Totally hated him, and everything he stood for—which as far as she was concerned, was sports, sex, and beer. She’d hated the way the whole school thought he walked on water, just because he could swim quickly across a pool every fall, could drop a ball into a hoop every winter, just because he was tall, and chiseled, and had a smile that warmed you like the sun. She’d hated his stupid jock clothes, his stupid jock jokes—most of all, his stupid j
ock friends, and the girls who hung all over them. The guys were all so arrogant, acting like they governed the school, like Beth and her friends were expected to bow and curtsy every time they swept down the hall—and the girls were even worse, simpering and giggling, desperately trying to keep their jock’s attention, or at least to win favor with Harper and her gang, the female counterpart to all this athletic royalty.
When she’d been stuck with Adam as a lab partner last year in bio, all her friends had been jealous—but Beth had just sighed in exhaustion, already figuring that she’d have to do all the work. And she’d been right—put a scalpel in his hands and a pickled frog on a slab in front of him, and Adam was as incompetent and helpless as she would be if plopped down in the middle of a basketball court, facing down the WNBA all-star team.

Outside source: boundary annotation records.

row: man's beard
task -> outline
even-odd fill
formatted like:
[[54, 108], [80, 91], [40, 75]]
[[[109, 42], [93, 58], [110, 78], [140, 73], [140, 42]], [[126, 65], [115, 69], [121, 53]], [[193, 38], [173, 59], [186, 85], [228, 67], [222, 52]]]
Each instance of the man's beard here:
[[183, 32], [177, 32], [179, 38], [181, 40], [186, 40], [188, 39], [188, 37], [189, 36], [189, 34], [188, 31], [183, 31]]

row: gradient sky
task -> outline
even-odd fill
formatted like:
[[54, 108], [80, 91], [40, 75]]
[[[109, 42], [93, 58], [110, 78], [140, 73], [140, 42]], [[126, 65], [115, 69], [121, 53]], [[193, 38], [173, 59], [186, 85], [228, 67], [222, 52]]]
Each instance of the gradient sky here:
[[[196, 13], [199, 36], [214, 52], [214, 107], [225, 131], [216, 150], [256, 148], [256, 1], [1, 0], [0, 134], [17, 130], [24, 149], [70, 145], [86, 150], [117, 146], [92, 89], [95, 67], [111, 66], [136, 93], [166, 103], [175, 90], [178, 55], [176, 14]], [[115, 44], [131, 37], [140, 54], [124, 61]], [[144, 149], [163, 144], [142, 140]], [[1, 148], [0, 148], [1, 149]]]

She’d been right about that—but not much else.
He wasn’t arrogant, he wasn’t stupid, he wasn’t an asshole or a dumb jock. By October he was just … Adam. Sweet, funny, adorable—and, for whatever reason, he would stop at nothing until she went out with him. And, for whatever reason—well, basically for the reason that it seemed he’d flirted with or dated half the school, and she didn’t particularly want to be his next randomly selected conquest—she refused. And refused again. How many times had she said no?
Too many—but it hadn’t stopped him. He’d started slipping notes in her locker, leaving flowers for her at her seat in lab—he wouldn’t give up. And then came the day he’d waited for her at her locker after school, greeting her with a giddy smile and a goofy wave. Before she knew it, he was down on one knee.
“Marry me?” he’d asked, pulling a giant plastic ring out of his pocket. It was a bright blue flower, about the size of her palm. It was ludicrous—and irresistible.
“Get up!” she’d urged him through her giggles, blushing furiously as a crowd began to gather.
“Not until you give me a chance,” he had sworn, seemingly oblivious to the curiosity-seekers. Or maybe he was just used to being the center of attention.